When Dr Suri came to England he wanted to stay in touch with family in India. Telegrams were expensive and the phone lines at the time were not reliable. So he bought two Super 8 cameras, two projectors, and two reel-to-reel audio recorders.
“He shipped one set back to India and kept one set here,” Suri says.
“We basically made these film letters and sent them back and forth between England and India for 40 years.”

Suri was part of that “filmmaking experience” and would set up the projector screen and watch her Indian family’s films when they sent their responses.
“So it was always in our blood,” she says. “Well, in his, and I inherited it.”
Growing up in Darlington in the 1980s and 90s, Suri experienced life in a predominantly white town, which she says helped shape her creative perspective.
“There were maybe only three or four Asian kids at my school,” she says.
“When you don’t have your aunties, uncles and cousins around you like everyone else does, there’s an intensity to that.
“There was also, of course, a sense of outsider status at the time, which makes you observe the world a little differently. You’re always on the outside looking in.”
Suri believes this is helpful for any artist and she found the experience fed her curiosity and “that observer instinct filmmakers tend to have”.

Years later, Suri visits her family home, where her mother still lives, as often as she can.
“I have all these memories of hanging out with my friends here, walking back from school,” she says.
“Now, when I come back with age, I use it more as a place to think about ideas, reflect on everything, and sometimes make ideas work, just by walking.”

Inspired by her father’s archive, Suri made the 2005 documentary I for India, using home movies and voice recordings to tell the story of her family’s immigrant experience. Now, nearly two decades later, she has turned her attention to fiction.
Her debut feature, Santosh, is a Hindi-language drama set in Northern India, following a young woman who inherits her late husband’s job as a police officer through a real-life government scheme.
“With every piece of work I do, I want to explore something different, both in terms of filmmaking and tone,” Suri says.
She describes I for India as a “bittersweet, emotional, and nostalgic” film and her latest creation as an “uncompromising noir thriller”.
“It deals with many things, but the key one for me was violence against women,” she says.
“Not just in the Indian context, where the film is set, but as a global issue. As an artist, as a filmmaker, it’s something I wanted to address in whatever way I could.”
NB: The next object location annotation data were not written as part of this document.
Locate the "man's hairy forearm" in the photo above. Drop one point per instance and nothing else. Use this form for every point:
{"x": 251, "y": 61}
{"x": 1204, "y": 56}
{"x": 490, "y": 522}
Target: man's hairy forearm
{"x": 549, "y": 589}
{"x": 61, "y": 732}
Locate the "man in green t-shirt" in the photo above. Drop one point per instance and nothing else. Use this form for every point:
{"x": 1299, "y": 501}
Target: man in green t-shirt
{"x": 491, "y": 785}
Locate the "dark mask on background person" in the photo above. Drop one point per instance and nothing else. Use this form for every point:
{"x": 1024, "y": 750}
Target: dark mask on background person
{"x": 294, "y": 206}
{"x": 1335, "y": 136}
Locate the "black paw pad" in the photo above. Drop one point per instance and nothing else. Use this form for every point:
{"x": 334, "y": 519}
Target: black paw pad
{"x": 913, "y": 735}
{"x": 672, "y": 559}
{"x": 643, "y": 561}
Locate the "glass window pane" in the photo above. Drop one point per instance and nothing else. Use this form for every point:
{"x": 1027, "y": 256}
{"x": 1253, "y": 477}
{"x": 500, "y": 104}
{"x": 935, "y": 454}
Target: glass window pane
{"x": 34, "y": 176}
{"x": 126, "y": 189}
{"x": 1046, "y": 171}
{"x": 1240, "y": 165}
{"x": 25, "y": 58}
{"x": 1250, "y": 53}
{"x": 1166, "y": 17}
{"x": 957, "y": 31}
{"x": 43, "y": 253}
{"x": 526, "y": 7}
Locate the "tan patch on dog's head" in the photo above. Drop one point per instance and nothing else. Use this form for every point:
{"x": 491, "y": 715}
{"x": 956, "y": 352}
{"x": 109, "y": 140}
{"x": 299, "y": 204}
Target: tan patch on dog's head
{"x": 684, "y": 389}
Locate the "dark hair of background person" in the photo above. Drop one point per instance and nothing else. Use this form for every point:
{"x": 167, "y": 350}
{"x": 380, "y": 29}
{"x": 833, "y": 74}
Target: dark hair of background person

Suri and Santosh’s producers, Balthazar de Ganay and James Bowsher, were nominated in the BAFTA outstanding debut category and won two British Independent Film Awards (BIFA). The film was the UK’s entry for Best International Feature Film at the Oscars.
Now showing in UK cinemas, it marks a significant milestone for Suri, who spent a decade bringing it to life.
“I’m very, very excited because I’m bringing it home, and that means a huge amount,” she says.
“All the awards are fantastic but, ultimately, it’s all one step closer to more cinemas and more audiences.”